I pulled the knife open with my teeth, jammed the blade between the metal pipe and the rope and started to cut, using both hands. My legs were knotted with cramps. There were shooting pains going up both of my arms, but I wasn't going to stop. I gritted my teeth and worked at the rope with the knife.

Sirens wailed in the distance, getting closer. The rope began to fray and split as the blade sliced at it.

I was almost through. I slung my arm around Mac again, sawing with my shaking left arm, and suddenly the rope let go and we had all of Mac's weight. It almost pulled me over.

My legs started to give way. I let the knife fall to the ground and grabbed Mac around her chest with my other arm and somehow, with Mom's help, got her down to the ground without dropping her.

Mom's legs buckled. Her face twisted with pain, but she didn't make a sound. She crawled across the ground to Mac, put an ear to her chest, and then she straightened and started chest compressions.

I jumped down, and my left ankle turned in when I landed, so I fell sideways onto my butt. There were raw, red marks on my hands from pulling on the rope. The same red marks I could see around Mac's neck.

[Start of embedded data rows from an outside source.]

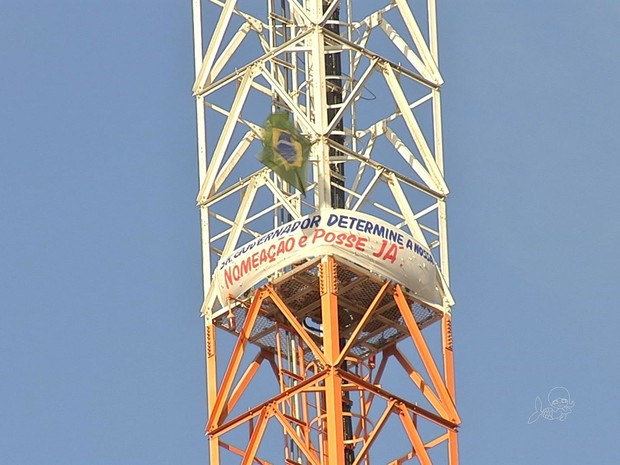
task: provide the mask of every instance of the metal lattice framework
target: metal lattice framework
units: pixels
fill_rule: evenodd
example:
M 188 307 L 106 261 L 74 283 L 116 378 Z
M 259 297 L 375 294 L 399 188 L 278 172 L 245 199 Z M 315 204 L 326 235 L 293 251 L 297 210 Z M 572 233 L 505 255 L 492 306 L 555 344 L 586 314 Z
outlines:
M 224 301 L 211 281 L 220 257 L 239 246 L 340 208 L 415 238 L 448 288 L 435 0 L 193 5 L 211 464 L 235 456 L 243 464 L 370 464 L 372 455 L 373 463 L 456 465 L 449 291 L 431 306 L 410 292 L 414 283 L 332 256 L 285 267 Z M 276 111 L 313 143 L 306 196 L 256 159 L 263 121 Z M 322 322 L 320 334 L 308 318 Z M 435 322 L 433 355 L 421 330 Z M 236 343 L 218 361 L 222 330 Z M 249 347 L 257 352 L 248 361 Z M 390 361 L 425 407 L 389 390 Z M 242 407 L 262 367 L 276 391 Z M 392 417 L 409 440 L 395 456 L 372 447 Z M 271 424 L 285 438 L 279 458 L 261 455 Z M 440 445 L 447 454 L 436 459 L 430 451 Z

Mom kept her eyes fixed on Mac's chest. I shoved my hair back off my face and put my mouth over Mac's. Something from my first-aid class kicked in and I remembered to tilt her head and check inside her mouth. Then I just breathed for both of us and focused everything else on the sound of my mother's voice calmly counting beside me.

Chapter Fifteen

The sirens got louder, drowning out my mother's voice, drowning out everything but the sound of my heart, pounding in my ears.

And then it happened. Mac's body jerked. She made a kind of strangled sound and tried to suck in a breath.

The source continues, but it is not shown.